Canada's Economic Prospects, Royal Commission on
The idea for this royal commission was based on a draft article by Walter GORDON in 1955 questioning the validity of a number of the government's economic policies, particularly the question of selling control of Canada's natural resources and business enterprises to foreigners. Gordon was then asked if he would act as chairman.
With the help of Douglas LePan, the commission's director of research, a research staff was assembled, mostly from universities. Thirty-three studies were undertaken, each of which was published separately. This was the first time that any country had attempted such a comprehensive undertaking, and there was a great deal of public interest in the commission's work. A recurrent theme throughout was the concern felt about the acquisition by foreigners, mostly American, of Canadian resources and business enterprises. The commission completed its work within the 18 months it had set for itself, and its conclusions were summarized in a preliminary report of 3 December 1956. The final report was not completed until November 1957.

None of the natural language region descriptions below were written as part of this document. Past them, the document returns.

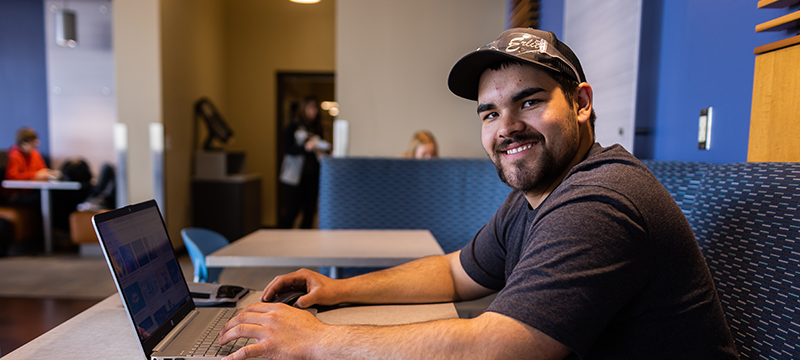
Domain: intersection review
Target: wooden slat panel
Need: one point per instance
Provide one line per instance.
(774, 131)
(782, 23)
(778, 45)
(776, 3)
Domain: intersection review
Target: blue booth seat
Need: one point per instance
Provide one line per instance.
(680, 178)
(747, 221)
(453, 198)
(199, 243)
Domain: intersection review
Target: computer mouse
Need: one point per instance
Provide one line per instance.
(288, 297)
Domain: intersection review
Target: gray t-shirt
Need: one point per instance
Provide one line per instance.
(607, 265)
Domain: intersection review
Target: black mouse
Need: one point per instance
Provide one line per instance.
(288, 297)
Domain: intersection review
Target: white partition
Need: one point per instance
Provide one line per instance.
(605, 36)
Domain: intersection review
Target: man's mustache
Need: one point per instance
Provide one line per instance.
(519, 137)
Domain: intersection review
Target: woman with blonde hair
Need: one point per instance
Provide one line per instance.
(422, 146)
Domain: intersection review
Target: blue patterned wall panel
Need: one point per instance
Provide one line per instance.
(746, 219)
(452, 198)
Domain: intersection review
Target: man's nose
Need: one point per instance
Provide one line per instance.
(510, 125)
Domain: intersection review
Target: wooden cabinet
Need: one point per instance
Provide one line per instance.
(774, 125)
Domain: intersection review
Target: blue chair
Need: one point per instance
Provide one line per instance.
(199, 243)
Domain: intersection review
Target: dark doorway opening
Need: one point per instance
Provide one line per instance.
(293, 87)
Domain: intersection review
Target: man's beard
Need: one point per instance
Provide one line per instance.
(536, 175)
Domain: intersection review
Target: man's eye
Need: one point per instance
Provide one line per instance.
(529, 103)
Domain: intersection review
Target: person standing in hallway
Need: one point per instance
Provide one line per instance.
(300, 172)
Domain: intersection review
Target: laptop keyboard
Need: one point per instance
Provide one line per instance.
(208, 343)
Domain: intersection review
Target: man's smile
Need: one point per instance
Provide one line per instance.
(517, 149)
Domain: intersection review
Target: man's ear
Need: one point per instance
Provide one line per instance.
(584, 99)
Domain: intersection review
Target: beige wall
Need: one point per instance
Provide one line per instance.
(391, 80)
(192, 61)
(262, 38)
(393, 58)
(137, 54)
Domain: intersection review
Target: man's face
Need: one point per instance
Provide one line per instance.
(28, 146)
(528, 129)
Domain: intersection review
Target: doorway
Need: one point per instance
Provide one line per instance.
(292, 88)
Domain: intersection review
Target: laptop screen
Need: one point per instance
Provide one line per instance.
(145, 268)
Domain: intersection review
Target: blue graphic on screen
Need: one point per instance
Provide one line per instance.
(146, 268)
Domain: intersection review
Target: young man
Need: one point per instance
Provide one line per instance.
(590, 256)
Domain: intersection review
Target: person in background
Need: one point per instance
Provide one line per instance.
(303, 140)
(24, 160)
(26, 163)
(422, 146)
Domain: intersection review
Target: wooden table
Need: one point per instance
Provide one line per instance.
(104, 331)
(335, 248)
(44, 187)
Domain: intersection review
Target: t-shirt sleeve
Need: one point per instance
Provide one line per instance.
(585, 258)
(484, 257)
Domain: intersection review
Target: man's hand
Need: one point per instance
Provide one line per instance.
(321, 289)
(281, 332)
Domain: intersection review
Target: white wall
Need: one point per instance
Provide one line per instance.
(80, 82)
(605, 36)
(392, 62)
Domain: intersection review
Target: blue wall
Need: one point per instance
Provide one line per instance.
(551, 16)
(23, 82)
(694, 54)
(705, 59)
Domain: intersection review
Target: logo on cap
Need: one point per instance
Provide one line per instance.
(525, 44)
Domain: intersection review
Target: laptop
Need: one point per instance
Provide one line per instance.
(153, 289)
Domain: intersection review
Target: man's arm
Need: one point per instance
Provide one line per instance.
(427, 280)
(287, 333)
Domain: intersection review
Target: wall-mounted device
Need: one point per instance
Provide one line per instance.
(66, 33)
(704, 132)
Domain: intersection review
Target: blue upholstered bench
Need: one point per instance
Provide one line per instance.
(746, 217)
(453, 198)
(680, 178)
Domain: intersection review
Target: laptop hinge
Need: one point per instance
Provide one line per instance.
(174, 333)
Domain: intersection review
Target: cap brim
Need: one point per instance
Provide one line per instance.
(466, 73)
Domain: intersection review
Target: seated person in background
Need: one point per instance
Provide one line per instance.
(422, 146)
(24, 160)
(589, 255)
(26, 163)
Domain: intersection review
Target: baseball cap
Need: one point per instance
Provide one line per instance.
(537, 47)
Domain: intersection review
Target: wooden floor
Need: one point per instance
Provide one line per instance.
(24, 319)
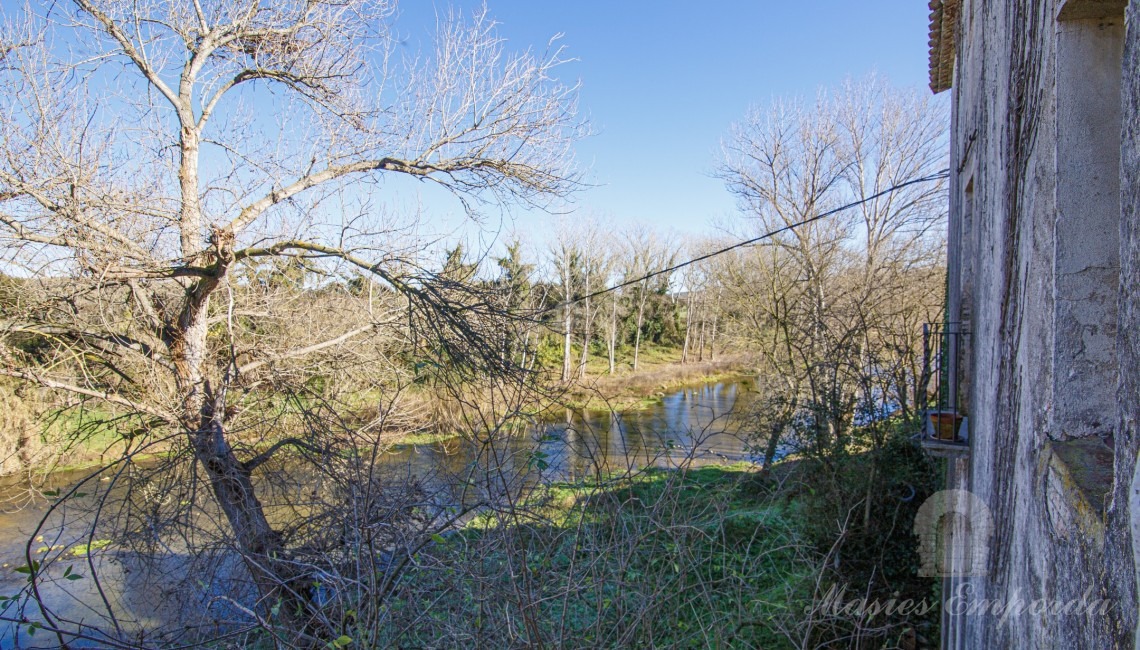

In its 2 reports the commission made some long-term forecasts for the next 25 years about the population growth, the size of the labour force, and the probable development of different sections of the economy. Most of these various estimates were remarkably close to the actual results. The commission also submitted over 50 proposals and suggestions, nearly all of which have since been incorporated in legislation or adopted administratively. The principal exceptions were its proposals with regard to FOREIGN INVESTMENT.